Today, we’ll talk about the influence of social media on e-commerce, and how advertisers can reach social consumers along the path to a sale or conversion. Spoiler alert: Facebook comes out on top in yet another aspect of social media capability.
Brands Should Use More Than Last-Click Attribution
Recently, eMarketer reported on Facebook’s social commerce lead when it comes to the last-click attribution. This means that most purchases made through social media happen on Facebook.
According to eMarketer’s reporting, an Open Influence poll of social media users found that just under 48 percent of them had made their most recent purchases from Facebook. In second place is Instagram with less than 9 percent.
The last-click attribution is an analytics model that gives sale or conversion credit to the last click made. For example, if something is purchased on your website, you probably have some way to tell where that visitor came from (an ad or a keyword search, perhaps). According to Open Influence’s data, if the buyer came from social media, they most likely came from Facebook.
While the last-click attribution model might have value in some cases, it doesn’t necessarily consider the numerous points of influence along the customer’s journey toward a purchase. Especially on social media, influence can come from a range of places, not just that last click.
As eMarketer suggests, there might be a better way for brands to understand how social media contributes to sales and conversions. Multitouch attribution is more complex and difficult to track than last-click attribution, but is also user-centric and granular, using data science to turn real-time data into insights.
It’s when we step back to look at this bigger picture that we see other social media platforms having significant influence on purchases (though Facebook remains a primary influence). For example, eMarketer goes on to mention a ViSenze survey that found both Pinterest and Instagram to have between 10 and 20 percent influence on user purchases.
With this in mind, AdAge reported on Google’s plan to “kill last-click attribution” this past May. The article highlights how measurements other than the last click are better at learning how ad dollars across channels and at different points on the path to purchase.
For more sophisticated insights, Google launched Google Attribution – a product that uses machine learning to help brands:
- See the whole customer journey.
- Measure the impact of individual marketing touch points.
- Take action based on results.
- Quickly get insights from Google Analytics, AdWords and DoubleClick.
According to Google’s attribution help files in AdWords, last-click attributions may be helpful for very direct purchase paths. However, brands that are active on social media may want to consider the wider influences on sales and conversions.
Advertising the Most Popular Purchase Categories on Social
Going back to the eMarketer piece on the Open Influence survey, we learn the top products in social e-commerce: Fashion and apparel make up 32.4 percent of social media purchases, while food and beverage make up 17.9 percent.

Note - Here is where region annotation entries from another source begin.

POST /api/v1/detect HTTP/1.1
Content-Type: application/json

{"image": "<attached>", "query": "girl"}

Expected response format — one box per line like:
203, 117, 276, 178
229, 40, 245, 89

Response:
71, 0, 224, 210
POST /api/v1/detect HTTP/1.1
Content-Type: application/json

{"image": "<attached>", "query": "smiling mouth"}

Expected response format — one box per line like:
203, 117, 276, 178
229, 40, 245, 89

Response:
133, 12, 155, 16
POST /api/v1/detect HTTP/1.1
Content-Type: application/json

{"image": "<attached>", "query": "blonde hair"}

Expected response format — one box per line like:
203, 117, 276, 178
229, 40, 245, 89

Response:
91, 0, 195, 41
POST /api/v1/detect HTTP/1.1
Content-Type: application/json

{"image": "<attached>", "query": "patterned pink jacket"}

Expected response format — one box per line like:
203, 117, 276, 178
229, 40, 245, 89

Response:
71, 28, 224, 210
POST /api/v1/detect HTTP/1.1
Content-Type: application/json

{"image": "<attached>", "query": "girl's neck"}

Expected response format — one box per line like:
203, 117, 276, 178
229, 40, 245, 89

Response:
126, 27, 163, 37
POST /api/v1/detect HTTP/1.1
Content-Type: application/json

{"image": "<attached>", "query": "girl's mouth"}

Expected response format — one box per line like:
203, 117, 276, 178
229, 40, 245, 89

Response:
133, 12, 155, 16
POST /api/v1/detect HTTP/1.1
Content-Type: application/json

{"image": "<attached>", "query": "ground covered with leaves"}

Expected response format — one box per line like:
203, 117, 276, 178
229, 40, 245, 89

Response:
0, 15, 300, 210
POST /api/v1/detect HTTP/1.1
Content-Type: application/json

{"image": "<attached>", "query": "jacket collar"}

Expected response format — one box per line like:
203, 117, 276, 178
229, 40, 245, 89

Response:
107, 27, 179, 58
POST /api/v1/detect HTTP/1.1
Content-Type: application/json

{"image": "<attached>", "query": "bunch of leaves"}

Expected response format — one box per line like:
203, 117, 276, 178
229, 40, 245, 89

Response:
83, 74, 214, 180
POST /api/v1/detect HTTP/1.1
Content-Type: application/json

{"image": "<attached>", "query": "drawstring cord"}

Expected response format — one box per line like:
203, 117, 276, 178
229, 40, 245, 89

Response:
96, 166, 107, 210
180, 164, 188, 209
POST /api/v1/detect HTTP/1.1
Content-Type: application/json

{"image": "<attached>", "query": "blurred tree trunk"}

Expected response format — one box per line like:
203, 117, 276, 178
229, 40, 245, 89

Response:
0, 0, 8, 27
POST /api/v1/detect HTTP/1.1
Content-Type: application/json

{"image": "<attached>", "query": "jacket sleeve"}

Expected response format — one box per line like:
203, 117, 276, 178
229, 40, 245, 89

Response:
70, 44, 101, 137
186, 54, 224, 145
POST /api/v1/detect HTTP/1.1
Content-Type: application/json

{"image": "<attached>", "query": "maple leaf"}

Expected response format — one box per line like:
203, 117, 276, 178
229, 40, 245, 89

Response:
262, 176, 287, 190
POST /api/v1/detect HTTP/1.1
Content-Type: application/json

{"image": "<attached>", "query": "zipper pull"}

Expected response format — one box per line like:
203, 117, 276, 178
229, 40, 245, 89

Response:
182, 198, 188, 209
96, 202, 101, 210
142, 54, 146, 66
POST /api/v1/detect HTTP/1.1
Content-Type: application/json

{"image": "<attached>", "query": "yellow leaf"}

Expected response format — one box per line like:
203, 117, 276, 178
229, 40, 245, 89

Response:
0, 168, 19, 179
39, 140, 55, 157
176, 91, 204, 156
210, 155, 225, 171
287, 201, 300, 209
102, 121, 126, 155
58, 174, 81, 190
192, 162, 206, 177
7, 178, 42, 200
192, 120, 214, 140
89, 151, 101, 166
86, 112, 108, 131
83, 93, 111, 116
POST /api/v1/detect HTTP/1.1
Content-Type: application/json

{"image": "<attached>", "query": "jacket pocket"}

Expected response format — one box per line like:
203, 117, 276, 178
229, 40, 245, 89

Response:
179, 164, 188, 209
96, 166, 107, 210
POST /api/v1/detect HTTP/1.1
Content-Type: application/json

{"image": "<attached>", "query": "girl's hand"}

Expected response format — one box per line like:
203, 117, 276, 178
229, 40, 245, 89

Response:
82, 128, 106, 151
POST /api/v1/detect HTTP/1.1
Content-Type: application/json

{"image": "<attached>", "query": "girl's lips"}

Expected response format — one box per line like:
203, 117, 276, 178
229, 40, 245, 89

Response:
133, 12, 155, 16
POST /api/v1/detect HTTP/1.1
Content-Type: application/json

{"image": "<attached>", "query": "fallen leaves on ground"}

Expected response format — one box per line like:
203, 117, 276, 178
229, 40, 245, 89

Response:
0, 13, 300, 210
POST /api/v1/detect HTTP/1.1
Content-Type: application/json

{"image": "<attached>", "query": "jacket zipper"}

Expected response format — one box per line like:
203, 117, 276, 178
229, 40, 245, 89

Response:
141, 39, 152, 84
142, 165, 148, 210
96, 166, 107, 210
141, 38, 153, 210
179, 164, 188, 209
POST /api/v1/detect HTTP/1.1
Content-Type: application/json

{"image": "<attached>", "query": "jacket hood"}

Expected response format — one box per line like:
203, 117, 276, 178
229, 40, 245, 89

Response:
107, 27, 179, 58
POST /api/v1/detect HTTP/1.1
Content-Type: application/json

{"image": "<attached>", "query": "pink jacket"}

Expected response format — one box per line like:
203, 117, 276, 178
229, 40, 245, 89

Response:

Knowing that social media has influence on sales and conversions well beyond the last click, let’s talk about advertising to users in these top-selling categories on social platforms.
First, fashion. Marketing Dive emphasized a major shift from print advertising and other traditional spending to digital channels, including social media. The impact of this will mostly be felt by fashion magazines.
Now that brands can communicate directly with consumers in social media feeds and images (not to mention direct messages!), those publishers will lose dollars, as well as influence. For advertisers, this means partnering with influencers in a new and more niche-sensitive way.
On to food. Marketing Dive told the stories of major food brands encountering new food shopping habits because of the internet and social media. For example, shoppers can research products in the grocery aisles and post their (positive or negative) responses to products anywhere they choose.
Food advertisers must pay attention to not only their own online presence, but also to how social media influences consumer trends and the movements they get behind.
The Independent offered a mouth-watering piece on Instagram, Millennials and food photos. Not only does this generation take a lot of food pictures – they also spend a lot of time browsing them to figure out where to eat and what to order.
If you want Instagram to show your restaurant in the best advertising light, be sure your food (and décor) are up to the challenge of candid photos.
Once again returning to the eMarketer piece (first link in this article), we’re reminded of the budding success of social commerce platforms, such as Facebook’s Marketplace. In November, we explored the potential of Marketplace, and touched on the possibility of advertisements on the platform. For now, ads are being tested in the space, and we’ll have to wait for Marketplace to open for wider ad activity.
It might not be time for you to abandon the last-click attribution completely, but understand that social media can influence your e-commerce far beyond that last click before buying. Especially if you’re in food or fashion, examine the whole social journey for your target audience.